Ainda não li nenhum dos livros do Sherlock Holmes escritos por Conan Doyle. Não posso fazer nenhuma comparação muito severa entre o Sherlock do Andrew Lane com o Sherlock criado pelo Doyle, mas com base no pouco que sei sobre Holmes e os poucos parágrafos soltos que li dos livros do Doyle, Lane sobe retratar muito bem Sherlock.
Recebi críticas de todos os lados quando perguntei as pessoas o que acharam dos livros. Muitas pessoas falando que não esperavam isto do Sherlock, que ele está muito sentimental nesta serie escrita pelo Lane e que na mente deles o Holmes seria um garoto que nunca se socializou e que nunca manteve grande afeto por muitas pessoas, assim como o personagem adulto. Eu discordo. Acho que a personalidade de um adulto se constrói com o tempo. As pessoas que criticaram deveriam pensar que o Sherlock não nasceu com um cachimbo na boca, e agindo de forma extremamente perspicaz. Isso é algo que se constrói. Então as próprias criticas me fizeram querer ler estes livros. Mostrando como surgiu a lenda Holmes e como ela se construiu com o tempo. Como o garoto começou a se interessar desde jovem a desvendar mistérios e como foi desenvolvendo essa habilidade.
Não encontrei motivos para reclamar do Sherlock criado por Andrew, acho que ele conseguiu descrever um excelente Sherlock Holmes adolescente. Mostrando o desenvolvimento do personagem e o modo como ele se torna um investigador, sem se esquecer de que se trata de um garoto na puberdade, com dúvidas sobre garotas e com vontade de fazer amigos. Neste livro, Sherlock aprende muito com o seu tutor, Amyus Crowe, que, segundo Sherlock, lhe ensina como pensar.
“- Você pode deduzir quanto quiser, mas dedução é inútil sem conhecimento. A informação é a base de todo pensamento racional. Busque-a. Procure-a com assiduidade. Não tente distinguir entre fatos importantes e triviais: todos são potencialmente importantes.”
Com esses ensinamentos, o jovem Sherlock Holmes está em boas mãos. Com seu novo tutor a filha dele e um amigo inesperado, Sherlock se envolve numa trama que promete outros bons livros.
“Até onde você sabia, isso podia ter sido alguma coisa que causava a praga. Alguma coisa contagiosa.
- Sim – Disse Sherlock, soltando a palavra de um jeito mais parecido com ‘Si-i-i-m’.
- Então, você arriscou sua vida com base no fato de que achava que todo o mundo estivesse errado, e que você poderia provar que estavam errados.

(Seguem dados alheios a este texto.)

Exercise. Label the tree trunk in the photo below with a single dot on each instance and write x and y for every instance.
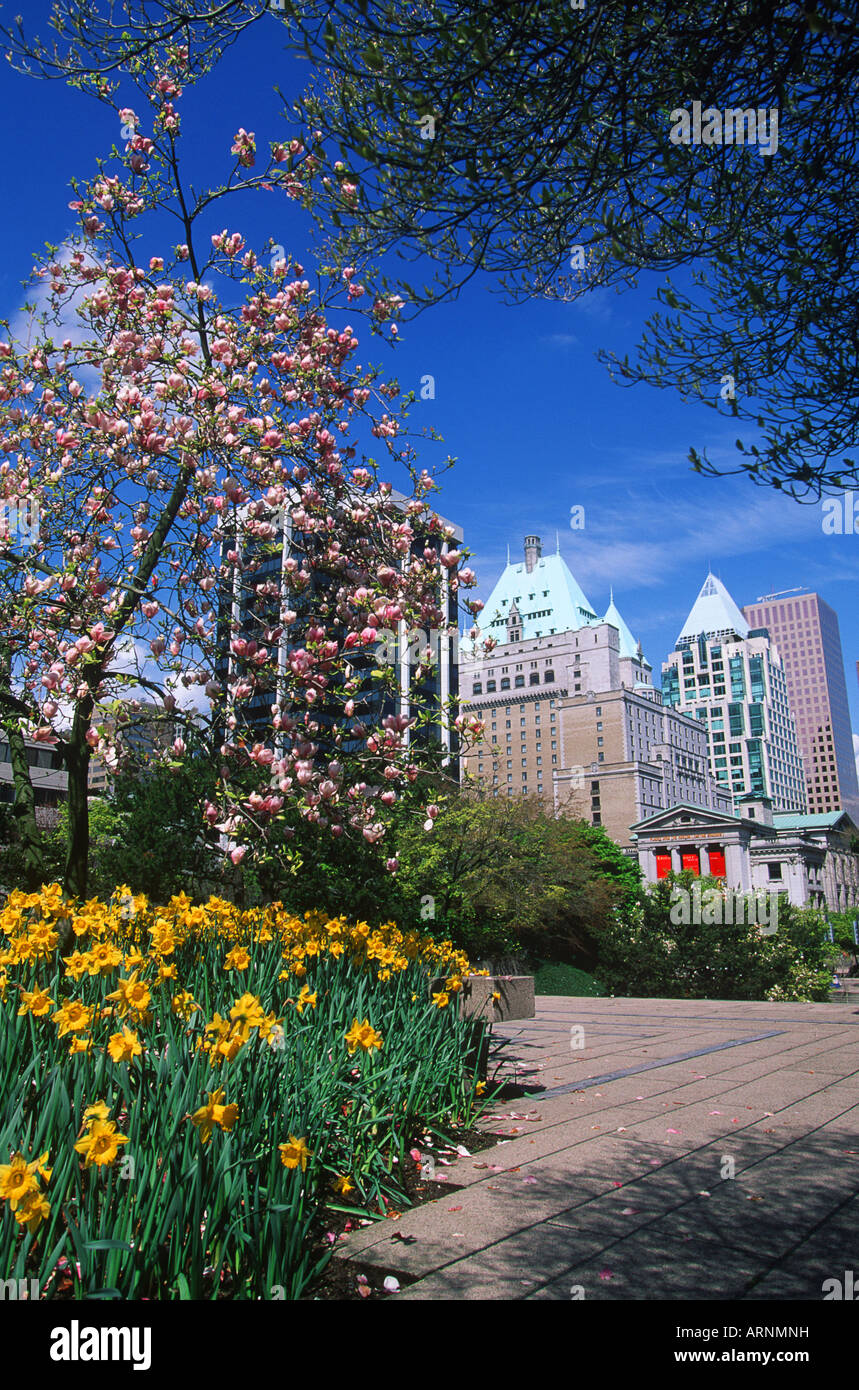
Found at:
(24, 804)
(24, 811)
(77, 763)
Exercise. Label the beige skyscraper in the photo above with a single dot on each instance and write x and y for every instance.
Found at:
(805, 630)
(570, 709)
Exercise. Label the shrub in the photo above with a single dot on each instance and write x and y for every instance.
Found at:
(642, 951)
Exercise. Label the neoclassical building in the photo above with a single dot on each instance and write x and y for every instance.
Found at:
(811, 858)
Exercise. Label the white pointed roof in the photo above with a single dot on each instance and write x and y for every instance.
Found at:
(713, 613)
(628, 647)
(548, 599)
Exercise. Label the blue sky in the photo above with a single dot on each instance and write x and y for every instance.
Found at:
(533, 419)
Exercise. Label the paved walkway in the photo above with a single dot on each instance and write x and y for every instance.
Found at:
(612, 1176)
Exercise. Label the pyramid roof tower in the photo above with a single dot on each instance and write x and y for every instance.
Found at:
(713, 613)
(628, 647)
(545, 592)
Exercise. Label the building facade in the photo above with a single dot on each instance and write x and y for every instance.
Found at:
(628, 756)
(811, 858)
(805, 630)
(731, 679)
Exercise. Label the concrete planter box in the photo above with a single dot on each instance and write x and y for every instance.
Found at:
(476, 997)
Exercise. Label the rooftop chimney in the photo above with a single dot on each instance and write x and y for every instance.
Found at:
(533, 551)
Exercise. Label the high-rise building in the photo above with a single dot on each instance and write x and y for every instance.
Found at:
(570, 709)
(730, 677)
(805, 630)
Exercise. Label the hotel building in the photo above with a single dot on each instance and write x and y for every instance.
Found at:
(570, 709)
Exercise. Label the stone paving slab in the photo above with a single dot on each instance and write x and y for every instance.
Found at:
(608, 1187)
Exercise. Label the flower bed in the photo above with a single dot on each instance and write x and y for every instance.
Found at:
(185, 1089)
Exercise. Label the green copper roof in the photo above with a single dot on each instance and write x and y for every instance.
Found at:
(628, 647)
(549, 599)
(790, 820)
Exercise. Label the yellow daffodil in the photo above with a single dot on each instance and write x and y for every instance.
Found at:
(36, 1002)
(100, 1144)
(75, 965)
(214, 1114)
(96, 1112)
(17, 1179)
(184, 1004)
(305, 1000)
(131, 994)
(295, 1153)
(363, 1036)
(72, 1016)
(124, 1045)
(32, 1209)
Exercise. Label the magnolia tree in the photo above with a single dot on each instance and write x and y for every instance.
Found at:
(175, 419)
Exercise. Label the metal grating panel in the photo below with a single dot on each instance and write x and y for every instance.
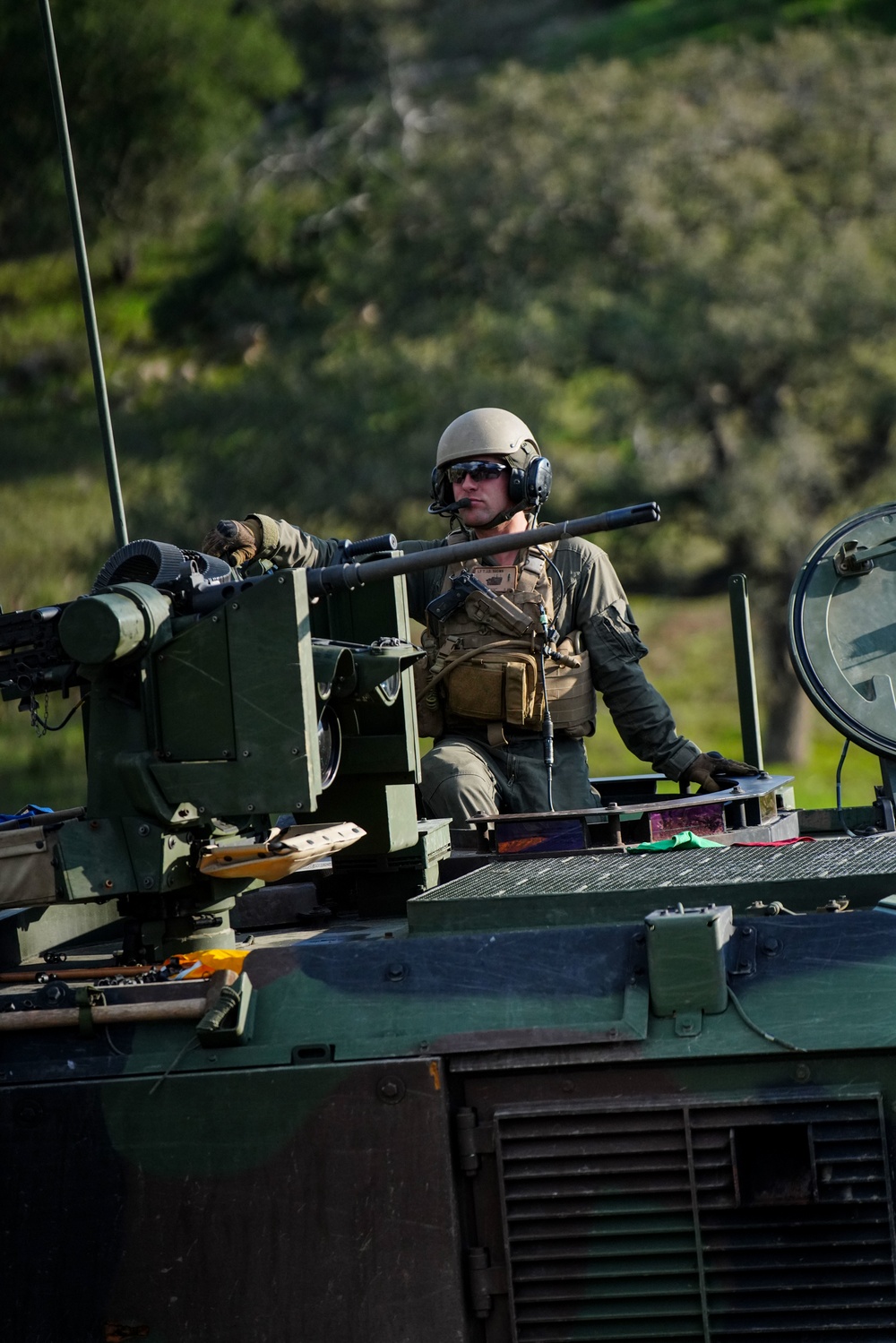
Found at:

- Acho que sim. – Virginia estava certa: solucionar o mistério havia sido mais importante para ele que a própria segurança.”
Termino o primeiro livro já com muita vontade de começar o segundo. Andrew Lane está de parabéns pelo livro, e as capas de todos são fenomenais, daquelas que não se consegue tirar os olhos. O jovem Sherlock Holmes é uma incrível leitura.